Using AI to Predict Hypotension during Surgery
Reference number | |
Coordinator | Kungliga Tekniska Högskolan - Institutionen för Medicinteknik och Hälsosystem |
Funding from Vinnova | SEK 2 757 000 |
Project duration | April 2022 - September 2025 |
Status | Ongoing |
Venture | Swelife and Medtech4Health - Collaborative Projects for Improved Health |
Call | Swelife and Medtech4Health - Collaborative projects for better health autumn 2021 |
Purpose and goal
The objective of this project is to develop and validate a warning system for harmful blood pressure drops during surgery with the aim of creating patient-centered solutions that reduce complications, care time and risk of death after surgery. The end product is an anesthesia machine with support for our capnodynamic method connected to other monitoring equipment and equipped with AI-based algorithms that warn the healthcare staff about an imminent risk of a drop in blood pressure in the patient.

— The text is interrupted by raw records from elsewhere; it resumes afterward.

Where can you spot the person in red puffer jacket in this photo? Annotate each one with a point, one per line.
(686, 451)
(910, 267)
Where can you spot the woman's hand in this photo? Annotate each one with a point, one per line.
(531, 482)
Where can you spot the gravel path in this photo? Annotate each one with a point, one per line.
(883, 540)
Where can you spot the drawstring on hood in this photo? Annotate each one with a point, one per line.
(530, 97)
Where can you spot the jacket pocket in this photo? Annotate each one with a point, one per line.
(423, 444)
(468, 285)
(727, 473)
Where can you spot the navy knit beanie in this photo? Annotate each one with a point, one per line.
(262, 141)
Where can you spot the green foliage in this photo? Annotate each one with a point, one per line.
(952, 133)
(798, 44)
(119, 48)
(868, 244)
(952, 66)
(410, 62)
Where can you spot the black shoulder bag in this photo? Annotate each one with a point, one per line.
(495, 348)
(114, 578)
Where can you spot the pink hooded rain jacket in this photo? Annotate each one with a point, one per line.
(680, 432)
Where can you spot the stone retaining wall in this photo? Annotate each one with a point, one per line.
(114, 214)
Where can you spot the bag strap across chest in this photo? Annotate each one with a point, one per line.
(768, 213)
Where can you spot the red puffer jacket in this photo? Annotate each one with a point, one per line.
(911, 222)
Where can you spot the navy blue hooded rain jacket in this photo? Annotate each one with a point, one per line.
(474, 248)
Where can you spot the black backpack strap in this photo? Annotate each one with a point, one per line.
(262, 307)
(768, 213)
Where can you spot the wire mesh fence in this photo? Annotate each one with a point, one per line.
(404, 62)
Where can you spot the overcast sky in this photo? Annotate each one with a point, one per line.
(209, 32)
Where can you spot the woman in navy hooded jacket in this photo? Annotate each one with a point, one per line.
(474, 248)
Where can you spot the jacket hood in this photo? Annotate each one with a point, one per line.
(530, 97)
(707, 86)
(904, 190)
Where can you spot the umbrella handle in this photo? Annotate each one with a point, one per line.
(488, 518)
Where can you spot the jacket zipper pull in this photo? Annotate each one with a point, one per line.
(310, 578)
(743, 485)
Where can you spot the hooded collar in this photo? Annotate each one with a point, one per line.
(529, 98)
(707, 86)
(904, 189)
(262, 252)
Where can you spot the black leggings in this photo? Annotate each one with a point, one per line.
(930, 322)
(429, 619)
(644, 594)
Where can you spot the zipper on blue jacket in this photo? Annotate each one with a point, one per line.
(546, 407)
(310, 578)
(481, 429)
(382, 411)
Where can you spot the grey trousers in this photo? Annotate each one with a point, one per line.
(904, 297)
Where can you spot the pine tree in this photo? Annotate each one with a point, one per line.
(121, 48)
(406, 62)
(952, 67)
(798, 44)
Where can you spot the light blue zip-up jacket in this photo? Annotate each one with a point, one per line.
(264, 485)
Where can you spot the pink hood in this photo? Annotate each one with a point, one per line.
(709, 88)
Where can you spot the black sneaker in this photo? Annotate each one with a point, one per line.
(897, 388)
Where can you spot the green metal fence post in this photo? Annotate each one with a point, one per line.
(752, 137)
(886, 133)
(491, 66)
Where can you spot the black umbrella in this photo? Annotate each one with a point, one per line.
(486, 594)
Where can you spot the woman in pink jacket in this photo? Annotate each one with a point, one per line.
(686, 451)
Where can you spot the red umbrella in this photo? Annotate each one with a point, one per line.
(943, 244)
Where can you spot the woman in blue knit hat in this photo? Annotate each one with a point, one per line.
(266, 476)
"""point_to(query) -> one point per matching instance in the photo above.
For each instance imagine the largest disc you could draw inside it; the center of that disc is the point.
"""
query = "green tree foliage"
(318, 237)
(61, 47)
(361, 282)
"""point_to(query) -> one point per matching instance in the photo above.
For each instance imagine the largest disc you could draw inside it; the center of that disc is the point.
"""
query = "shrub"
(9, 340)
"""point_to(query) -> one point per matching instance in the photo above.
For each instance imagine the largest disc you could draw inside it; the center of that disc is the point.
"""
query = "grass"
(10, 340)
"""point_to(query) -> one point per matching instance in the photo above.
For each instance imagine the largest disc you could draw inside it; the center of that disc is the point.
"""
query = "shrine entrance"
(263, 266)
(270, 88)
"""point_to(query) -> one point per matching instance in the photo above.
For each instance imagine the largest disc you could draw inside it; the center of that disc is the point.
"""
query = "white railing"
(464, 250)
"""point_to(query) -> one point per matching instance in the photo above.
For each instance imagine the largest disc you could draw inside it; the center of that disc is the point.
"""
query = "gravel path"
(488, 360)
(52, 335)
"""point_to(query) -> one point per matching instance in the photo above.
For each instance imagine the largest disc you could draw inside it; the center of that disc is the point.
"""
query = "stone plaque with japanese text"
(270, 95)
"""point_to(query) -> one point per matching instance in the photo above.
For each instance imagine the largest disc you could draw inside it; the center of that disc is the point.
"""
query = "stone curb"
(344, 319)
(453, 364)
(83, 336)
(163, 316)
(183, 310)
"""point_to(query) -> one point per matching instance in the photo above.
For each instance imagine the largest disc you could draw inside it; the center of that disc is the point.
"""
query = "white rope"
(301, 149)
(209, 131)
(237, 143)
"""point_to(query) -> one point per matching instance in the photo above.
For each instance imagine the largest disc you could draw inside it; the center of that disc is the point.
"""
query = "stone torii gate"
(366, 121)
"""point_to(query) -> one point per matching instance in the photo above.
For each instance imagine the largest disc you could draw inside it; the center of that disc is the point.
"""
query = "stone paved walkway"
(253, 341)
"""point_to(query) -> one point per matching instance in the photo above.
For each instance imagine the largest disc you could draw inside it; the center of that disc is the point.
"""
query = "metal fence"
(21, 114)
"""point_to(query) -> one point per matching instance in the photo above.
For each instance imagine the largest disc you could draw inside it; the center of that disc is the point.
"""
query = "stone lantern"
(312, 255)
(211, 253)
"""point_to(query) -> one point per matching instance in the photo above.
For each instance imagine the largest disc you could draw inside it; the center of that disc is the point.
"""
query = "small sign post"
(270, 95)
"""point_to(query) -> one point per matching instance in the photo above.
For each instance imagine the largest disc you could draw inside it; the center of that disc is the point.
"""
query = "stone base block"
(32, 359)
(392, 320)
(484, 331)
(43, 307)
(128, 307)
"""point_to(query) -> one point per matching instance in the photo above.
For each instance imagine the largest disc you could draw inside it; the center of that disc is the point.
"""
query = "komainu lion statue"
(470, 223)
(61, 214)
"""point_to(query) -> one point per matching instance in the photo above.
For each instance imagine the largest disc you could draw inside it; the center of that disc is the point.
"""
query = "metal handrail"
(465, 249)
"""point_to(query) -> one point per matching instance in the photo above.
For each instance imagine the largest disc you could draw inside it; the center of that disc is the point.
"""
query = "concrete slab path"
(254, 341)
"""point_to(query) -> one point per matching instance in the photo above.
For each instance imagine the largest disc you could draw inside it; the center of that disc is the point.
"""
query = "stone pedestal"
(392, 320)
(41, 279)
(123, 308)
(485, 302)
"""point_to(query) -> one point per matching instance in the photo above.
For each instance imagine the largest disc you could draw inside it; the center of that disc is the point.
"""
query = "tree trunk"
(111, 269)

Expected effects and result
Every year, approximately 800,000 patients are operated on in Sweden, of which a significant proportion are elderly undergoing extensive surgery. In this project, we will use artificial intelligence and a new advanced patient monitoring developed by us to reduce the number of complications after extensive surgery for that patient group. An AI-based warning system enables circulatory supportive treatments to be used preventively and thereby avoid serious complications.
Planned approach and implementation
The project partners, Getinge, Karolinska and KTH, all contribute jointly to the project. The project is divided into three work packages, where we in the first work with business plans and market analysis, including analysis of customer needs and quantifications of customer value. In the second, we work with collecting data from surgeries and patients from Karolinska´s operating wards where we use equipment from Getinge that supports our Capnodynamic method. The third work package involves development, preprocessing, training and validation of the AI models.